Cloud Data Stores
DDC supports these types of Cloud storages as data stores:
AWS S3 - AWS (Amazon Web Services) is an on-demand cloud computing platform and API.
Azure Blobs - Microsoft Azure Blobs (used to store unstructured text and binary data).
Azure Table - lets programs store structured text in partitioned collections of entities that are accessed by partition key and primary key.
Office 365 Sharepoint Online - Sharepoint Online is a document management and storage system delivered as part of Microsoft Online Services suite.
Office 365 Exchange Online - Exchange Online is Exchange Server delivered as a cloud service hosted by Microsoft.
Office 365 OneDrive for Business - OneDrive for Business is a managed cloud storage for business users that replaces SharePoint Workspace.
G-Suite (G-Mail and G-Drive)
Salesforce - Marketing Cloud offers marketing automation and analytics software for email, mobile, social and online marketing.
Note
Before adding any Cloud data store, make sure that you have the required user credentials handy.
Adding Cloud Data Stores
Use the Add Data Store wizard to add a big data type data store.
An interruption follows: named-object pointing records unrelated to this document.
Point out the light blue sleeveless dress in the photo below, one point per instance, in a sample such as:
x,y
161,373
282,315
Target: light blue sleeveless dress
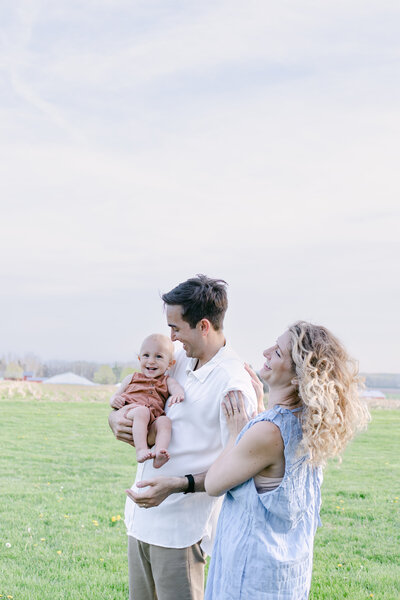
x,y
264,542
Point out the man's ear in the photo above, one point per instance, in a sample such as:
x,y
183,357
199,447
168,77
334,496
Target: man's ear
x,y
204,326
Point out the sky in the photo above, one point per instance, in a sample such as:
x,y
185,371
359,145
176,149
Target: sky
x,y
145,141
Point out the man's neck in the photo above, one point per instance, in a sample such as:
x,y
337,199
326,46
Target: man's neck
x,y
215,344
285,396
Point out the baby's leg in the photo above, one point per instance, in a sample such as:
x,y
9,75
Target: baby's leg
x,y
141,418
162,426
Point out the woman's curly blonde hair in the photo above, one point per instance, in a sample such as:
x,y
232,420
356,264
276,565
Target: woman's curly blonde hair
x,y
328,384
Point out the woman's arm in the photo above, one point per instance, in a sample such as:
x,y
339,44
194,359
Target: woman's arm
x,y
260,447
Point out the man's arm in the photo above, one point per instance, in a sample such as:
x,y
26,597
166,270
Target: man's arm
x,y
161,487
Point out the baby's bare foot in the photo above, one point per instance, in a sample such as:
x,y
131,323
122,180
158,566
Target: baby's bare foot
x,y
143,455
161,457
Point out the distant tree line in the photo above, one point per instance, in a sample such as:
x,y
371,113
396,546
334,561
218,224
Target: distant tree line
x,y
13,367
382,380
Adding a Big Data data store involves the following steps:
1. Select Store Type
In the Select Store Type screen of the wizard select Cloud in the Select Data Store Category.
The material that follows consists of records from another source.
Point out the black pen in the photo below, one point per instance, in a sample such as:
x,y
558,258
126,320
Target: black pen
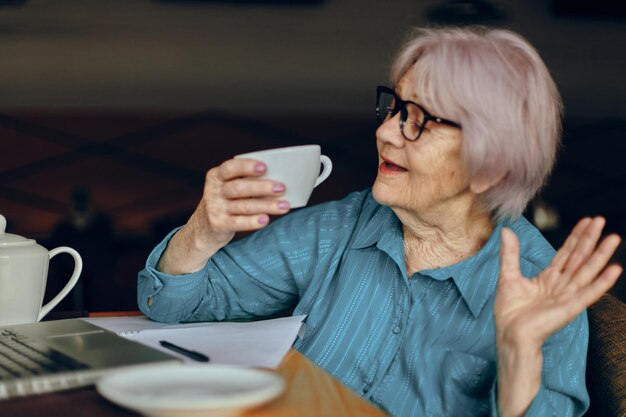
x,y
196,356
From the Select Database Type drop-down list select:
AWS S3
Azure Blobs
Azure Table
Office 365: Sharepoint Online
Office 365: Exchange Online
Office 365: OneDrive for Business
G-Suite
Salesforce
Click Next to go on to the Configure Connection screen.
2. Configure Connection
In the Configure Connection screen of the wizard, provide the following configuration details for your data store:
AWS S3
Provide the user security credentials, which consist of an Access Key ID and a Secret Access Key.
Access Key ID: Enter the Access Key ID that you obtained from your storage account administrator. For example:
AKIAABCDEFGHIEXAMPLE
Secret Access Key: Enter the Secret Access Key as obtained from your storage account administrator. For example:
aBcDeFGHiJKLM/A1NOPQR/wxYzdcbAEXAMPLEKEYd
Select the Show Secret Access Key checkbox if you want to view the secret access key.
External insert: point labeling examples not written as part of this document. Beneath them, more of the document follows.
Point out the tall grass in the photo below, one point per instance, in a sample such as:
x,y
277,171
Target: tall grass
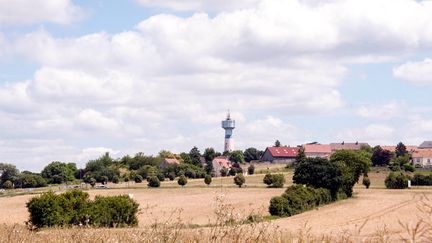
x,y
228,225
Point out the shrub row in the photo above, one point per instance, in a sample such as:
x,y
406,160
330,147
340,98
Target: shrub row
x,y
297,199
396,180
75,208
422,180
274,180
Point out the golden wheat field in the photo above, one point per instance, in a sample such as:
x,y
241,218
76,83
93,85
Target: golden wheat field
x,y
377,214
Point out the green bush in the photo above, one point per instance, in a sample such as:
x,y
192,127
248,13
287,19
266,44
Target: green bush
x,y
75,208
396,181
297,199
182,181
7,185
408,167
239,180
153,182
274,180
366,182
251,169
422,180
207,180
114,211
To set up an Amazon S3 as a target for a scan, use the following format:
Whole Bucket - <BucketName>
Specific folder in a Bucket - <BucketName/folder>
Specific file in a Bucket - <BucketName[/folder]/file.txt>
Note
Each Amazon S3 Bucket included in a scan consumes one Amazon S3 Bucket license. Make sure to use credentials that have access to all Amazon S3 Buckets that are selected for a scan to avoid consuming licenses for inaccessible Buckets.
For full details of the configuration of the AWS S3 data store, refer to AWS S3.
AZURE BLOBS
In the Configure Connection step, provide the following information:
Account Name: The name of your Azure Storage account.
User: The name of your Azure Storage account.
Active Access Key: Enter key1 or key2, which is your primary or secondary Azure account access key. If you do not know what they are, follow the steps in Obtaining the Azure Account Access Keys.
Tip
You should ask your Azure Storage account administrator which access key is currently active, since only one access key can be active at a time.
AZURE TABLE
Account Name: Enter your Azure account name.
User: Enter your Azure Storage account name.
Password: Your Azure password.
OFFICE 365: SHAREPOINT ONLINE
Domain: Enter your SharePoint Online organization name. For example, if you access SharePoint Online at https://mycompany.sharepoint.com, enter mycompany.
Client ID - Enter the Client ID for the registered SharePoint Add-in. Example:
1234abcd-56ef-78gh-90ij-1234clientid
You can generate the Client ID and Client Secret Key when you register the SharePoint Add-in. You need to note down these values after you generate the SharePoint Add-in.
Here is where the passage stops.